Story by: Christos Gage & Chris Ryall Art by: David Messina Inks by: Michele Pasta Letters by: Shawn Lee Published by: IDW
Rom #1 is the story of the legendary space knight of the Solstar Order, and his quest to destroy the Dire Wraiths – an evil species of alien invader. The basic premise of a shiny robot knight from the cosmos doesn’t sound too exciting – as with any tale involving robotic life, it falls upon the creative team to give them “life” else there is a lack of empathy for the character. What follows in this book, however, is rather entertaining. The story by Christos Gage and Chris Ryall takes Rom to Earth. An Earth that has been invaded by the Dire Wraiths, creatures that can appear in the guise of humans (a firm science fiction staple going back decades) while the host body is actually already dead. When Rom arrives on Earth, the Wraiths have already ingratiated themselves into human society, and have been preparing for Rom’s arrival.

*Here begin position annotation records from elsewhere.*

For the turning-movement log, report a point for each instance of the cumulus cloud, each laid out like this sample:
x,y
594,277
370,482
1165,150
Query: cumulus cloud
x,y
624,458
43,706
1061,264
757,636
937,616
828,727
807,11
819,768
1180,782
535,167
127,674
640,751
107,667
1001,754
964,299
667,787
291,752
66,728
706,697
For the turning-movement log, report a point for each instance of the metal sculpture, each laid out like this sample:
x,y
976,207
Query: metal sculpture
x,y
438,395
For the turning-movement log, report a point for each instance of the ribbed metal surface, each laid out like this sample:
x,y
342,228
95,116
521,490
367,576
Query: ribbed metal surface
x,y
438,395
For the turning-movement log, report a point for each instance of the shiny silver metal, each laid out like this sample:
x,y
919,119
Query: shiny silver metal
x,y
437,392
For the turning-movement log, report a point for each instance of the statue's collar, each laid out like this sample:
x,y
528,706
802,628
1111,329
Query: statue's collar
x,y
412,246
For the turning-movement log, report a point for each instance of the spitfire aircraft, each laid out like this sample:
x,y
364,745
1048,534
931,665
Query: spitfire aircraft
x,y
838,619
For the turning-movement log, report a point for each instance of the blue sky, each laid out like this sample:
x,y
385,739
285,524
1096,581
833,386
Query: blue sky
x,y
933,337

The art of Rom is provided by David Messina and they do a very competent job on bringing the space knight, and the Wraiths, to life. There is a nice variety to the pages, in terms of the action and the various characters involved. The Dire Wraiths are nicely realized, and the native humans are suitably wrought. Given that the central character is a very generic type robot, it is a testament to the artist that the interest levels in the pages don’t suffer as a consequence. Overall, the book fares better than you’d think, given the generic nature of the science fiction element and the central character’s attributes. This is due to the sterling work of the creative team, the story is plotted/scripted with a good deal of care, the narrative evolves as the book progresses. Allied to the solid work on the script the art from Messina is very effective and provides enough variety to keep the reader occupied. While there are doubts about Rom as a leading character there seems enough from this issue to suspect that ensuing volumes will be action packed, engaging, and thoroughly worthwhile. For once we have an entertaining book that doesn’t sell the reader short, but delivers a quality narrative wrapped in some very nice art work (the blood spatter is a delight!)